Motivation:
Scheduling is a key technology of nowadays packet data based communication systems since it combines efficient channel access with service requirements. While scheduling principles for high data rate services are well understood and meanwhile implemented in communications systems such as HSDPA and LTE/LTE-A, there is currently a strong need to design schedulers for delay constraint transmissions. Especially driven by Internet-of-Things applications and smart factory wireless communications such as Industry 4.0, future communication systems like 5G has to come up with novel scheduling concepts that take short packets and latency constraints into account.  

Objective:
The key objective of this thesis is to study 1) state-of-the art scheduling principles and 2) to work out scheduling approaches be suitable for future communications. In particular the thesis starts with a study on max/min, round robin and proportional fair scheduling for Internet-of Things and/or Industry 4.0 communications characterized by a massive connection of sensors/actors to a base station transmitting short packages with a low data rate.
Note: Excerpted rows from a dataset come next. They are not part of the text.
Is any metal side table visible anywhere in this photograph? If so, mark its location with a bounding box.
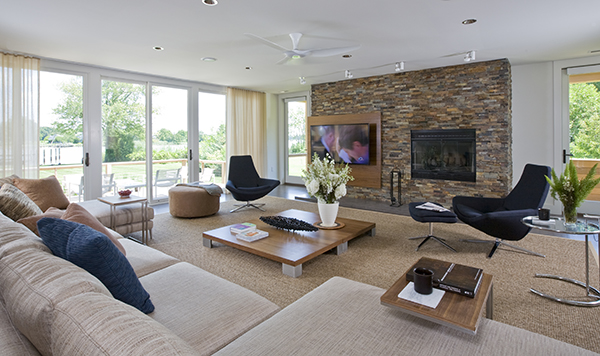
[98,195,148,245]
[522,215,600,307]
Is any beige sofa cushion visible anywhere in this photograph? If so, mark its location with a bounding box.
[0,246,112,355]
[0,184,42,221]
[120,239,179,278]
[51,293,198,356]
[14,176,69,211]
[216,277,597,356]
[140,262,279,354]
[0,303,40,356]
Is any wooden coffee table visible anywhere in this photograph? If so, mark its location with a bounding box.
[202,209,375,277]
[381,258,493,335]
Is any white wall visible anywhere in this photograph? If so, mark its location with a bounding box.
[511,62,560,186]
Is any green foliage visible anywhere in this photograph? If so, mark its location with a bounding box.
[569,83,600,158]
[546,161,600,210]
[199,124,226,161]
[290,140,306,153]
[156,128,187,145]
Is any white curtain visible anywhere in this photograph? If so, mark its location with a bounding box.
[227,88,267,177]
[0,53,40,178]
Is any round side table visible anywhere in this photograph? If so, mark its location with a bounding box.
[522,215,600,307]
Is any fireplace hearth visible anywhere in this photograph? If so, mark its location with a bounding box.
[410,129,476,182]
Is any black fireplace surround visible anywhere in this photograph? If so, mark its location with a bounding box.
[410,129,476,182]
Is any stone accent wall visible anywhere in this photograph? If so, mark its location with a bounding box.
[311,59,512,205]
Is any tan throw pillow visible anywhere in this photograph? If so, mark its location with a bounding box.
[0,183,42,221]
[62,203,125,255]
[17,207,65,236]
[14,176,69,211]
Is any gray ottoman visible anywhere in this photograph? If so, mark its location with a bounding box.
[408,202,458,252]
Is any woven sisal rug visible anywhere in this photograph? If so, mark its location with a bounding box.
[138,197,600,352]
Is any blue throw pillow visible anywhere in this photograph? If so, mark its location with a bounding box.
[37,218,154,314]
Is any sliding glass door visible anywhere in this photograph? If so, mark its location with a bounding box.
[284,96,307,184]
[102,79,147,196]
[148,85,189,203]
[39,71,84,201]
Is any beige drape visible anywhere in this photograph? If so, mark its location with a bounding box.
[227,88,267,177]
[0,53,40,178]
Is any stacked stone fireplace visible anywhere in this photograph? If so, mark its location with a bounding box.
[410,129,477,182]
[311,59,512,206]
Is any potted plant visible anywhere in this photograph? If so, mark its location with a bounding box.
[546,161,600,223]
[302,153,354,227]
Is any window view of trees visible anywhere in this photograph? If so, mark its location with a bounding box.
[569,82,600,159]
[39,72,226,189]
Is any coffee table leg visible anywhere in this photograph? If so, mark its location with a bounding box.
[485,284,494,320]
[281,263,302,278]
[333,241,348,255]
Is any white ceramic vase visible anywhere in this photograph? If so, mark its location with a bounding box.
[318,201,340,227]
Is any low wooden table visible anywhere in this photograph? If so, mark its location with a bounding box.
[202,209,375,277]
[381,258,493,335]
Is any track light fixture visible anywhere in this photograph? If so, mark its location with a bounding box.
[465,51,475,62]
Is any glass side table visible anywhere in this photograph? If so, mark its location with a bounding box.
[522,215,600,307]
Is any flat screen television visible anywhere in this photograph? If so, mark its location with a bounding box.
[310,124,371,165]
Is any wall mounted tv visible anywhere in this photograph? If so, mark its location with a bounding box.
[310,124,370,165]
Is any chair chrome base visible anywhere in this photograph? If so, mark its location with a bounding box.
[229,201,265,213]
[460,239,546,258]
[409,222,457,252]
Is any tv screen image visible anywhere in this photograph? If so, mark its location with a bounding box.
[310,124,370,165]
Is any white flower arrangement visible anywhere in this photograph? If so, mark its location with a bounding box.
[302,153,354,204]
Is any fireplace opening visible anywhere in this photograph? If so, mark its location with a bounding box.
[410,129,476,182]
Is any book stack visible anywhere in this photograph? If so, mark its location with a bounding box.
[229,223,256,235]
[229,223,269,242]
[406,257,483,298]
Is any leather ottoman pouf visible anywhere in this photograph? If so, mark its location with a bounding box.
[169,186,220,218]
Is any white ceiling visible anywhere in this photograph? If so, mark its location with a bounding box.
[0,0,600,93]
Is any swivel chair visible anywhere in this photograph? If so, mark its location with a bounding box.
[452,164,550,258]
[225,155,279,213]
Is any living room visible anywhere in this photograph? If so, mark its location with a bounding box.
[0,1,600,353]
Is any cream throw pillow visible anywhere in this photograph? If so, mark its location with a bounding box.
[14,176,69,211]
[17,203,125,255]
[0,183,42,221]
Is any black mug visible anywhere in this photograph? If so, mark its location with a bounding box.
[538,208,550,220]
[413,267,433,294]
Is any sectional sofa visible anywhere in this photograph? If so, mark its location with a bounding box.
[0,177,595,356]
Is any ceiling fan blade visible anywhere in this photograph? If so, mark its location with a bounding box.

By leveraging the expertise gained, the next step is to take the need for short latency into account by researching delay constraint schedulers.

The work is part of a collaborative project with other German research institutes and the results being worked out are disseminated by reports and publications.

Requirements:
To successfully process the thesis, knowledge of Communication Technologies, Wireless Communications, math (optimization) and programming skills in Matlab are essential.